Plus de 1,8 millions de personnes se retrouvent en effet en grande vulnérabilité après le passage du cyclone Idaï. Des centaines de milliers sont déplacées. Et le fait que le Mozambique soit l’un des 10 pays les plus pauvres au monde, avec 46% de ses habitants vivant en dessous du seuil de pauvreté, aggrave encore la situation. « De nombreuses familles ne savaient pas où dormir, quoi manger, comment survivre… Le stress et la peur étaient partout. Cet événement a traumatisé beaucoup d’entre nous », témoigne un éducateur du réseau La Salle.

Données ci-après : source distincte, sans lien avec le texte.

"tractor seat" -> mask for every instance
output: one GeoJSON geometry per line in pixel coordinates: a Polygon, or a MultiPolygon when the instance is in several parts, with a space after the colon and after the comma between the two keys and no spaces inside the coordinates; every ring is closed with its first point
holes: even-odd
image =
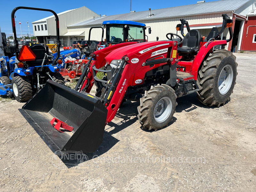
{"type": "Polygon", "coordinates": [[[197,51],[200,46],[201,36],[196,29],[189,31],[183,39],[182,47],[178,48],[178,52],[190,53],[197,51]]]}
{"type": "Polygon", "coordinates": [[[88,51],[85,51],[84,53],[88,55],[90,55],[91,54],[96,51],[97,49],[97,44],[93,42],[90,45],[89,47],[89,50],[88,51]]]}
{"type": "MultiPolygon", "coordinates": [[[[29,48],[36,55],[36,59],[34,61],[27,61],[27,63],[30,66],[41,65],[44,57],[44,54],[47,53],[44,47],[41,44],[37,44],[32,45],[29,46],[29,48]]],[[[47,60],[45,60],[45,63],[47,60]]]]}

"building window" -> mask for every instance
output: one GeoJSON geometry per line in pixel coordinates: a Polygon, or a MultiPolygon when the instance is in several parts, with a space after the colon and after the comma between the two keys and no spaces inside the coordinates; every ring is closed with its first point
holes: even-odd
{"type": "Polygon", "coordinates": [[[252,43],[256,43],[256,34],[253,34],[253,38],[252,39],[252,43]]]}

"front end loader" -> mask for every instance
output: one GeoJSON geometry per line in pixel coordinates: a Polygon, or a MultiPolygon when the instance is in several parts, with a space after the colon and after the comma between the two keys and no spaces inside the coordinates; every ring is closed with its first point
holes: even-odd
{"type": "MultiPolygon", "coordinates": [[[[223,27],[230,28],[232,20],[226,14],[223,18],[223,27]]],[[[235,57],[213,49],[228,40],[204,42],[198,33],[191,30],[183,39],[170,33],[165,41],[95,51],[74,90],[49,80],[20,111],[53,151],[88,152],[100,144],[105,125],[124,100],[139,102],[140,123],[155,131],[172,120],[177,97],[197,92],[205,105],[224,104],[235,84],[235,57]],[[180,40],[172,41],[173,36],[180,40]],[[102,79],[99,71],[105,74],[102,79]],[[90,93],[94,84],[96,96],[90,93]]]]}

Dans ce contexte, l’Association mozambicaine des éducateurs lasalliens (AMEL) organise, après la catastrophe, des distributions de produits de première nécessité, de vêtements en direction des familles des élèves scolarisés dans les établissements du réseau La Salle. Et fait appel au BICE pour mener, en partenariat avec l’université catholique de Milan, des formations Tuteurs de résilience. Et ce, afin d’aider les enseignants, les éducateurs à répondre aux besoins des enfants sur le plan psychologique. 

« Les éducateurs et enseignants sont plus à l’écoute, plus patients »

« Dans des contextes traumatisants, il est en effet important de ne pas oublier la santé mentale, le bien-être moral des enfants », précise Veronica Hurtubia, formatrice, qui lors de la première session en octobre 2019 note un niveau de stress très élevé chez les participants. « Tout le monde était affecté par le cyclone. Je les ai sentis démunis. Nous nous sommes donc longuement concentrés sur eux et leurs ressources de résilience avant de leur transmettre les outils pour devenir à leur tour des tuteurs de résilience. » Depuis, deux autres sessions de formation ont été organisées en décembre 2020 et octobre-novembre 2021.

Pour Daniel, scolarisé dans l’école Jean XXIII, et les élèves des cinq établissements concernés, être entourés par des enseignants formés à la résilience, est bénéfique. Cela les aide à s’exprimer, et à identifier leurs propres ressources. « Les enseignants et éducateurs se montrent plus patients, à l’écoute. Ils semblent comprendre les différences de chaque élève. Nous avons ainsi confiance pour partager ce que nous ressentons avec eux. Et ça fait du bien », confie Daniel.